Present value = future value / (1 + rate of interest) ^n
= 2,1550 / (1 + .50%) ^60
= $416.62
b. How much would the payment be if rate of interest is 5% and you only financed the truck for 48 months?
Present value = future value / (1 + rate of interest) ^n
= 2,1550 / (1 + .42%) ^48
= $496.28
c. Assuming that you would only finance the truck for 4 years, how much would you need to put down to get your payment to $450.00?
Present value = future value / (1 + rate of interest) ^n
= 19,540.33 / (1 + .42%) ^48
= $450
d. What type of a problem is this? Present value of annuity.
7. You have $350.00 per month to spend on a car payment. If your credit union charged 7.5% interest on a used car, how much car can you purchase if you will only finance for 4 years? __________
Present value = future value / (1 + rate of interest) ^n
= 14,475.43 / (1 + .00625%) ^48
= $350
8. If you want to purchase a factory. You have $50,000 to put down.
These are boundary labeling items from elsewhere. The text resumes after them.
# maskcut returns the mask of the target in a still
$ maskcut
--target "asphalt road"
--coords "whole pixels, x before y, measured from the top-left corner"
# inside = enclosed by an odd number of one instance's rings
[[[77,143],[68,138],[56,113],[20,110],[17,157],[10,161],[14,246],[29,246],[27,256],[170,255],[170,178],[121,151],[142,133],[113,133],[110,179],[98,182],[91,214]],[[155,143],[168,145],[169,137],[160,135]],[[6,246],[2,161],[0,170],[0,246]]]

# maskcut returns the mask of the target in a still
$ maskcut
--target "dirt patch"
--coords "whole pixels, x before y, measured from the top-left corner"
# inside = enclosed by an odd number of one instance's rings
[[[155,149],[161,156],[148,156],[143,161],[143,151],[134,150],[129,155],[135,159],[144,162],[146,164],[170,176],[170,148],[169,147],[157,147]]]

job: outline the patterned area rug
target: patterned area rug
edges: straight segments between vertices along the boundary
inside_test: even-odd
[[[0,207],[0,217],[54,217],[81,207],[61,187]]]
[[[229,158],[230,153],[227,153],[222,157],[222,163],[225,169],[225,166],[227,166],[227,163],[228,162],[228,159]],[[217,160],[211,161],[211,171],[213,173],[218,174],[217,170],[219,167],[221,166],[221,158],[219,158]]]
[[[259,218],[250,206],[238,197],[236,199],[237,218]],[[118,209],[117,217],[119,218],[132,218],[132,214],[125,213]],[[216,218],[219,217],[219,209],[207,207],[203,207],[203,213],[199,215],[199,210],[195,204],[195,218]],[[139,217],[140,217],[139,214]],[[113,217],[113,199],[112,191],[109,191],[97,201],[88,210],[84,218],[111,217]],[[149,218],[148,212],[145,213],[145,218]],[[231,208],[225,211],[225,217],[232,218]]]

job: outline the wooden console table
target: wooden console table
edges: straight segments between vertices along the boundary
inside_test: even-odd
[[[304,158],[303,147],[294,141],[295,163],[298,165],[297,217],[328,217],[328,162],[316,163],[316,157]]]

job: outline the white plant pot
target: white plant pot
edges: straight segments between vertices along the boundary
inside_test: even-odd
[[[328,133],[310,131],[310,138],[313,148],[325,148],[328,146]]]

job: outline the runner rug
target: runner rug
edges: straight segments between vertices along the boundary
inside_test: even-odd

All you can afford is $1500.00 per month and you do not want to finance for more than 15 years @ 6.5%, (your taxes will be $185.00 per month and insurance $600.00 a month), what is the amount you can pay for the house? (Show all your work)
Present value = future value / (1 + rate of interest) ^n
= 82,079.43 / (1 + .0054166667%) ^180
= $715
$132,079.43
9. You want to purchase a business with the following cash flows. How much would you pay for this business today assuming you need a 14% return to make this deal? a. First year $150,000 b. Second year $175,000 c. Third year $225,000 d. Forth year $275,000
$580,926.43
10. How much would you pay for this business today assuming you needed a 18% return to make this deal? (Same problem as above.)
$531,584.81
What type of a problem is this? Present value.